XXV

5.3K 301 96
                                    

Mercan'ın hayatını biraz daha yakından göreceğiniz bir bölümle geldim...

Öğrenelim bakalım asıl olaylar ne?

7 Ay öncesi -Haziran-

(Geriye dönüş sahnelerinin tamamı 3. tekil şahıstan anlatılacaktır.)

"Sakin ol. Yapabilirsin." diyen sesle Mercan heyecanla kemirdiği parmaklarını ağzından çekip karşısındaki babasına hafifçe gülümsedi. "4 koca sene çalıştım. Tabi yaparım." dedi Mercan kendisine güç vermek istercesine. "Elbette. Benim Mercan'ım yapar." dedi Mercan'ın halası yandan Mercan'a sarılarak. Mercan da ikisine güç vermek amacıyla gülümsedi ve yavaşça halasından sıyrıldı. "Ay, ben telaş yaparım şimdi. Geç olmadan gireyim. Her şey tamam değil mi hala?" diyerek halasına döndü tekrar.

"Tamam Mercan'ım tamam. Kimliğin falan yanında değil mi? Suyunun etiketi de çıktı değil mi?" dediğinde Mercan elindeki etiketi çıkmış su şişesini salladı. "Reklam yapamayacağım."

İkiliyi güldüren bu sözlerle Mercan da gülümsedi ve yavaş yavaş okula giren öğrencileri görmesiyle tekrar heyecanla yerinde kıpırdandı. "Bana şans dileyin. Halaşkım," diyerek halasına sarıldı. Halası da yanağına sulu bir öpücük kondurdu. "Senin şansa ihtiyacın mı varmış be! Sınıfının zeki kuşu seni."

Mercan gülerek halasının kollarından sıyrıldı ve babasına sarıldı. Babası halasına göre daha ağırbaşlı olduğundan daha sakin bir şekilde, "Elbette yapacaksın. O test kitapları boşuna bitmedi." dediğinde Mercan da güvenle gülümsedi.

On dakika önce gitmesine rağmen tekrar gelen tuvaletiyle sıkıntıyla gülümsedi. "Ben gitsem iyi olacak. Sınavdan önce son kez tuvalete gitmek istiyorum." Halası gülerek tekrar bir öpücük kondurdu ve "Dualarım seninle kuzum. Hadi git." dedi.

Mercan da son kez elini sallayarak heyecanla kasılan kalbiyle Anadolu Lise'sinin yeşil kapılarından içeri geçti.

Polislerin üstünü kontrol etmesinin hemen ardından tuvalete koşturdu ve işini hallettikten sonra sınıfına geçti.

Sırasına yerleştirdiğinde heyecanı yatışmak yerine daha da artmıştı.

Salon görevlisi öğretmenlerin rutin işleri halletmesiyle en sonunda tahtada yazan saat duvardaki saatte de belirdi ve Mercan önüne konan kitapçığı heyecanla açtı.

Türkçe sorularını bir bir çözerken aniden kasıklarında oluşan baskıyla dikkati dağılsa da 'heyecandandır' diyerek tekrar dikkatini sınava odakladı ve çözmeye devam etti.

Şiir yazısının önemi ile ilgili bir paragraf okurken tekrar hissettiği baskıyla sıkıntı içinde yüzünü buruşturup suyundan bir yudum aldı ve sırasına konan şekerlerden birini yedi.

Türkçe testini tamamlamaya yakın bu sefer baskının ötesinde karnına giren sancıyla testi bırakıp derin bir nefes aldı. Birkaç dakika pencereden dışarı baktı ve ağrının yavaşladığını görüp tekrar sınava odaklandı.
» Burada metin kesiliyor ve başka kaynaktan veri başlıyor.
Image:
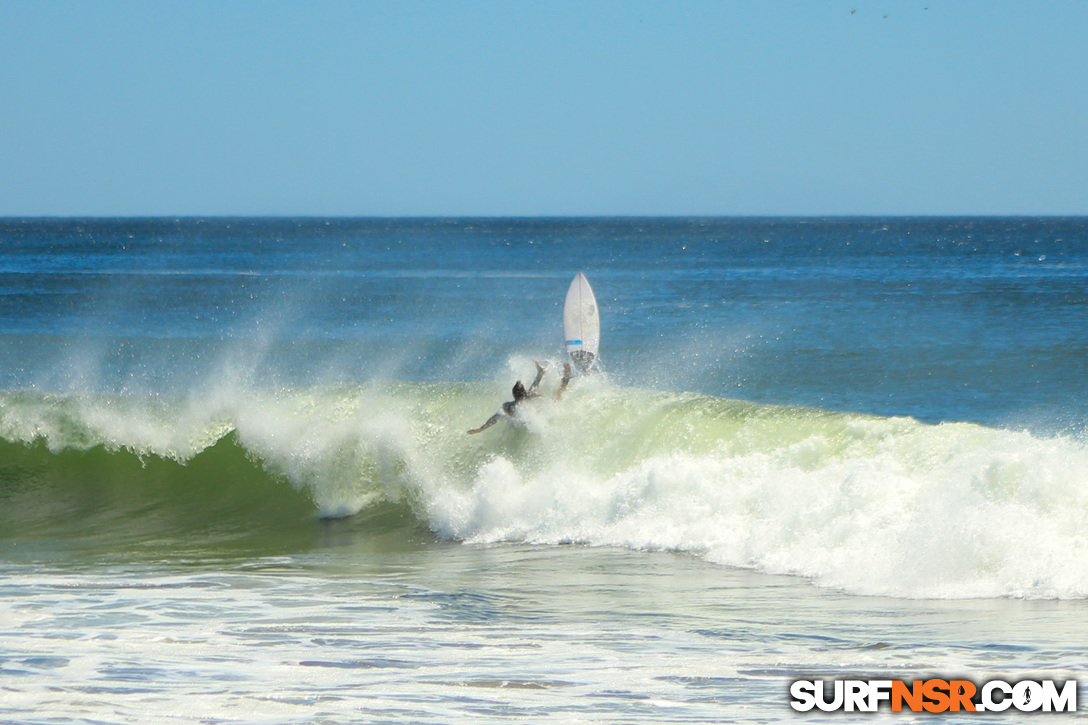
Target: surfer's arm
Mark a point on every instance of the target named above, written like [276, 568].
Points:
[491, 421]
[540, 376]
Sosyal Bilgiler testini çözmeye başlamış ve yarılamıştı ki bu sefer tekrar daha kuvvetli bir ağrı karnına saplandı. Acı içinde yüzünü buruşturmuştu ki salon görevlisi kadın öğretmen omzuna yavaşça dokunup fısıltıyla, "İyi misin?" diye sordu.

Mercan ağrının biraz yavaşlamasıyla başını iyiyim anlamında salladı ve ikinci şekerini de yiyip testine geri döndü.

Neler olduğunu anlayamıyordu. Son zamanlarda karın ağrısı sıklaşmıştı, bu doğruydu ama sınava girince bu ağrıların da biteceğini düşünmüştü. Sınava girdiğinde heyecandan karnının ağrıyacağını hiç düşünmemişti.